Min Li refused ever to be a farmer and immersed herself in the urban world of Shenyang, the capital of Liaoning Province. It had been fifteen years since she ran away from Shangguang, and the memory of that night never left her. In an attempt to court favor with a local Communist Party official, Min Li’s father sold her into a marriage with the official’s son, Cao Hong Bo, who had twice before attempted to rape her. Min Li should have gone to study at a university and had won full scholarships at both Beijing University and Xinhua University. Her father smashed her hopes when he told her she was marrying Cao, so she ran away to Shenyang. College now out of the question for her, she could at least do what she could to avoid marrying the scum that wanted to rape her.
Now she sat on a stone atop Pàotǎ Shān and allowed more pleasant memories of her childhood to seep into her thoughts. She came here often with her brother to play. Then, the young trees were too small to climb and very few animals disturbed them. But now, the trees had grown tall enough to provide shade, giving Min Li a respite from the hot sun, and rabbits, squirrels, and many varieties of birds abounded. Min Li pondered the absence of animals before and could think of no reasonable explanation. Maybe her memory had changed. Over time, Pàotǎ Shān had become a more pleasant place. It gave Min Li a chance to relax and to review the problems she faced in her daily life. She came here to gather her thoughts. Climbing through the thicket that had overgrown the trail she and her brother had often used scrubbed the troubles from her mind. She needed to think, to gather her inner strength before she returned home to meet her father, and Pàotǎ Shān gave her what she needed. For that, it was the perfect place.
Min Li’s mother asked her to come home this weekend. Her father had just retired and the family would celebrate his sixtieth birthday, a momentous occasion in China representing the culmination of two life cycles when the twelve animals of the Chinese zodiac coincided with the five elemental cycles for the first time since a person is born. Chinese custom obligates the adult children to plan a large celebration, the first major birth celebration after a child’s first. Guests will bring red eggs, red envelopes with money, and steamed buns shaped to look like peaches. Her father would be the guest of honor, an honor that he expected, and he will look forward to spending his retirement with his family. As his eldest daughter, Min Li will cook him long noodles representing a longer life.

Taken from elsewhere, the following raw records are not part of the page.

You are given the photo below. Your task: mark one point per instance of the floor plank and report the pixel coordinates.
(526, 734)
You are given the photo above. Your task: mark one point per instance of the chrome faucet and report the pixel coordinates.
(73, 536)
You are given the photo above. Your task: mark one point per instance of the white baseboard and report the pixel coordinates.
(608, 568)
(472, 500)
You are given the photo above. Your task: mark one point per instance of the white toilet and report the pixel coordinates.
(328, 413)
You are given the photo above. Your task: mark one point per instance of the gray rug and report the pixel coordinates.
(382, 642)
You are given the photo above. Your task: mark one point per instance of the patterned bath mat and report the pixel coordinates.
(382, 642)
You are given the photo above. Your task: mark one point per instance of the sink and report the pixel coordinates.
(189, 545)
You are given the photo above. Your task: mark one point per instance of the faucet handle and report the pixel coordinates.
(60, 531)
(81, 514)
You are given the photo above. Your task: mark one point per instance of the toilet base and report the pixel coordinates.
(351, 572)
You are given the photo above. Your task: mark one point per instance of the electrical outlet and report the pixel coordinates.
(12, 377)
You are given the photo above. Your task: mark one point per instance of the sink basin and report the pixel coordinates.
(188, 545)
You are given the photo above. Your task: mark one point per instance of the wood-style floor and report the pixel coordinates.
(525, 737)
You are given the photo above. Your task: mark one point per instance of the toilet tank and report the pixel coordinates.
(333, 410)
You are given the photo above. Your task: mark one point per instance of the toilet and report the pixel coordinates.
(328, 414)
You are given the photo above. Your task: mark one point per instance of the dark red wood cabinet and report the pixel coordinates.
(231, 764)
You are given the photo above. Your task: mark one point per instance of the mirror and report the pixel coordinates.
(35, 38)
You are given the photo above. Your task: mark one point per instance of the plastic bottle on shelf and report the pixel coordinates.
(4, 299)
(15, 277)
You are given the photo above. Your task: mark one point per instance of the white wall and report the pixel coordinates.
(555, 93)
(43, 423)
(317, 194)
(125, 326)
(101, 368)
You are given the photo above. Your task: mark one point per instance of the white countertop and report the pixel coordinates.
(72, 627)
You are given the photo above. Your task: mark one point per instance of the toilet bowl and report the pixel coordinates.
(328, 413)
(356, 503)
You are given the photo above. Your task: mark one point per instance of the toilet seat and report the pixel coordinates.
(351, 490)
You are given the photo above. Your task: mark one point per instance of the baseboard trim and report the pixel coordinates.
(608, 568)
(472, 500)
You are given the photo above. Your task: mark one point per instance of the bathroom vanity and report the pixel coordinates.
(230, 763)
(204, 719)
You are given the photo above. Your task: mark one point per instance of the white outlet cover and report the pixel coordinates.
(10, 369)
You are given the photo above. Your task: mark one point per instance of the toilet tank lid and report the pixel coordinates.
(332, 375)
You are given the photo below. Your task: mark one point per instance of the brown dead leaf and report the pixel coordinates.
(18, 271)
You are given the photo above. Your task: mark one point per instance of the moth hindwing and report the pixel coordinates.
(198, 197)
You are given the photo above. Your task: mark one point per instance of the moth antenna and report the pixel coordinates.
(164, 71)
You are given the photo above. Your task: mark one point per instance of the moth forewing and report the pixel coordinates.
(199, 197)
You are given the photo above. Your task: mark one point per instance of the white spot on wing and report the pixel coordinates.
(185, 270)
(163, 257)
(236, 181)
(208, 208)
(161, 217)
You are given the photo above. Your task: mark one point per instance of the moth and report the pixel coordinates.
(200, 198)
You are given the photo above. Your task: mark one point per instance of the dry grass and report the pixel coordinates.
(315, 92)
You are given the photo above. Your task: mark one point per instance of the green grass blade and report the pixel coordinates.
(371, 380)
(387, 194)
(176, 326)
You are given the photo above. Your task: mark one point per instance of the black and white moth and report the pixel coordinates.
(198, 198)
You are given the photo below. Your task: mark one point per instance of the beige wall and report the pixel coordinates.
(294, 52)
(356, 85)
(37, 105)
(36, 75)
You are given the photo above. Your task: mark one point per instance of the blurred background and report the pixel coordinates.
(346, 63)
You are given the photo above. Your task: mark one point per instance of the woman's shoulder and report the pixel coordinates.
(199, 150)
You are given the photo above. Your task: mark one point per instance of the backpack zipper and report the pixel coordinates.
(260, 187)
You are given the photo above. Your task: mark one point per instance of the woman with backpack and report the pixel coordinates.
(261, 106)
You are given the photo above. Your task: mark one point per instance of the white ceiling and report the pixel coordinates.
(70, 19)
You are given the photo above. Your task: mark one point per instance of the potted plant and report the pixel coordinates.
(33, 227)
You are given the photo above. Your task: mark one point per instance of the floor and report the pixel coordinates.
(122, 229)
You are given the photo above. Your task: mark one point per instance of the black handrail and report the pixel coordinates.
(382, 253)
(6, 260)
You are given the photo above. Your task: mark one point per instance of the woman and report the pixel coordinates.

Min Li steeled herself from her hilltop hideaway and pushed through the bushes along the old trail. She had to go to her family’s home to celebrate her father’s retirement and his sixtieth birthday. Her mother expected her. Her brother and sisters expected her. The whole village expected her. Zhang Zhi Hao would lose face if his eldest daughter failed to return for his occasion. That would cause shame to her mother, and Min Li would not allow her mother any more shame.